Le septième et dernier chapitre, peut-être le plus engagé, nous ramène à l’époque du tournage, c’est-à-dire dans les années vingt du vingtième siècle et, tout en se réjouissant de la disparition de certaines superstitions et des vieux préjugés cléricaux, accuse la médecine moderne de les perpétuer sous d’autres formes. Le chapitre s’ouvre sur la présentation de vieilles femmes dans une maison de retraite et explique que ce qui avait été jadis pris pour des marques de sorcellerie relevait de toute évidence de maladies nerveuses propres aux femmes telles que l’hystérie. Il laisse toutefois planer le doute, dans un procédé narratif qui évoque lui aussi ce que sera le docu-fiction, en présentant un ouvrage récent (paru en 1921), qui, contemporain de la narration, parle tout à fait sérieusement de pratiques occultes.
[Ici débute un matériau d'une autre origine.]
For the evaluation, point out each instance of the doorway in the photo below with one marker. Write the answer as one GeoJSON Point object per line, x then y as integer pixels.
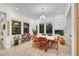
{"type": "Point", "coordinates": [2, 19]}
{"type": "Point", "coordinates": [78, 29]}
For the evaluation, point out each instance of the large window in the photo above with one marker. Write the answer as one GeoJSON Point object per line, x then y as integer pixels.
{"type": "Point", "coordinates": [49, 28]}
{"type": "Point", "coordinates": [16, 27]}
{"type": "Point", "coordinates": [41, 28]}
{"type": "Point", "coordinates": [26, 28]}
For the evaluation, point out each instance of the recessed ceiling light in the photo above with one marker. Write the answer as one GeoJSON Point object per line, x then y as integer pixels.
{"type": "Point", "coordinates": [16, 8]}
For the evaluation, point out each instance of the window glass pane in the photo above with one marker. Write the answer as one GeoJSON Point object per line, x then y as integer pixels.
{"type": "Point", "coordinates": [16, 27]}
{"type": "Point", "coordinates": [26, 28]}
{"type": "Point", "coordinates": [49, 28]}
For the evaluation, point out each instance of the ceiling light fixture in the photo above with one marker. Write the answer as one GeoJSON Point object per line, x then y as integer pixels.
{"type": "Point", "coordinates": [16, 8]}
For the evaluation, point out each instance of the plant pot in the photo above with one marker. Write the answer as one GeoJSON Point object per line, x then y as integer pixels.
{"type": "Point", "coordinates": [16, 42]}
{"type": "Point", "coordinates": [62, 41]}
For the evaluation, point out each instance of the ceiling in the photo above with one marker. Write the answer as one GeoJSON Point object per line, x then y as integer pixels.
{"type": "Point", "coordinates": [34, 9]}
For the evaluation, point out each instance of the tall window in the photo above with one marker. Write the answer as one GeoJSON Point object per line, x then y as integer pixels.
{"type": "Point", "coordinates": [16, 27]}
{"type": "Point", "coordinates": [41, 27]}
{"type": "Point", "coordinates": [26, 28]}
{"type": "Point", "coordinates": [49, 28]}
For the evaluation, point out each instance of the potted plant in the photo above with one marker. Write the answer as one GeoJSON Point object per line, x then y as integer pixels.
{"type": "Point", "coordinates": [16, 40]}
{"type": "Point", "coordinates": [35, 32]}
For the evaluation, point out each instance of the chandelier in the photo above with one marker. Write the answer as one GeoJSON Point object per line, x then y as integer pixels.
{"type": "Point", "coordinates": [43, 14]}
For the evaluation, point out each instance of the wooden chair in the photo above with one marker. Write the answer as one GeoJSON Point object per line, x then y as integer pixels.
{"type": "Point", "coordinates": [43, 43]}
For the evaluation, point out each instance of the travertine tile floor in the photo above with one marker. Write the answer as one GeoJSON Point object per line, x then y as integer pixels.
{"type": "Point", "coordinates": [26, 49]}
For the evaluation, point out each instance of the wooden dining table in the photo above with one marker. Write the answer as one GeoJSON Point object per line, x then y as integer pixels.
{"type": "Point", "coordinates": [49, 38]}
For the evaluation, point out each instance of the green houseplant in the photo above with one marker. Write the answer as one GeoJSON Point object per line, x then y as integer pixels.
{"type": "Point", "coordinates": [34, 32]}
{"type": "Point", "coordinates": [16, 39]}
{"type": "Point", "coordinates": [61, 33]}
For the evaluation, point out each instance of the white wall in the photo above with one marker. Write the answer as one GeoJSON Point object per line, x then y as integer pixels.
{"type": "Point", "coordinates": [10, 15]}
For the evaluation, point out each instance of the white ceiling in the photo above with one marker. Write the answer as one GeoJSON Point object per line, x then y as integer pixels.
{"type": "Point", "coordinates": [34, 9]}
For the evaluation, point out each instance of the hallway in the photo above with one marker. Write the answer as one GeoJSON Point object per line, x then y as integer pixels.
{"type": "Point", "coordinates": [26, 49]}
Citant (et illustrant par des saynètes) des cas modernes de somnambulisme, de pyromanie et de cleptomanie, Christensen démontre, dans un propos qui se veut progressiste – et, dans une certaine mesure, féministe – que les cliniques et les institutions psychiatriques ont pris le relais de l’Inquisition pour justifier la stigmatisation et l’enfermement des femmes.

Il y a bien sûr quelque chose d’un peu simpliste dans ce progressisme militant : nous savons aujourd’hui que ce qu’on a longtemps appelé hystérie n’est pas forcément tout à fait ce que la médecine a pensé durant le XIXème et une partie du XXème siècle, comme nous savons que la chasse aux sorcières, qui a fait tant de morts en Europe durant le Moyen-Âge, n’a pas tant été le fait de l’Eglise que des juges séculiers, la religion n’ayant été la plupart du temps que le prétexte qui a été donné à cette terreur d’Etat. L’anticléricalisme du propos a moins bien vieilli que la forme cinématographique qui, elle, continue de nous fasciner presque cent après. Le cinéaste déploie toutes les trouvailles de la technique de son temps pour renforcer l’aspect magique et spectaculaire de son récit : masques, prothèses, déguisements, décors lugubres, jeu sur les silhouettes, recours au stop motion, emploi très ludique des mouvements inversés (comme cette scène où des écus, au lieu de tomber sur le sol, semblent s’envoler et disparaître), sans compter qu’une grande partie du film a été tournée de nuit, ce qui se faisait très rarement à l’époque compte tenu des difficultés pour obtenir un éclairage adéquat. Le spectateur a l’impression, pendant tout le temps que dure ce long métrage, de se mouvoir dans un tableau vivant de Jérôme Bosch, grouillant de sorcières grimaçantes, de démons tirant la langue et de pauvres femmes dénudées et tourmentées par des forces maléfiques. Häxan, par son expressionnisme, par son traitement des scènes de tortures et d’aveu sous l’Inquisition, annonce déjà un autre grand chef-d’œuvre du cinéma danois qui, sans doute, lui doit beaucoup : La Passion de Jeanne d’Arc de Carl Theodor Dreyer.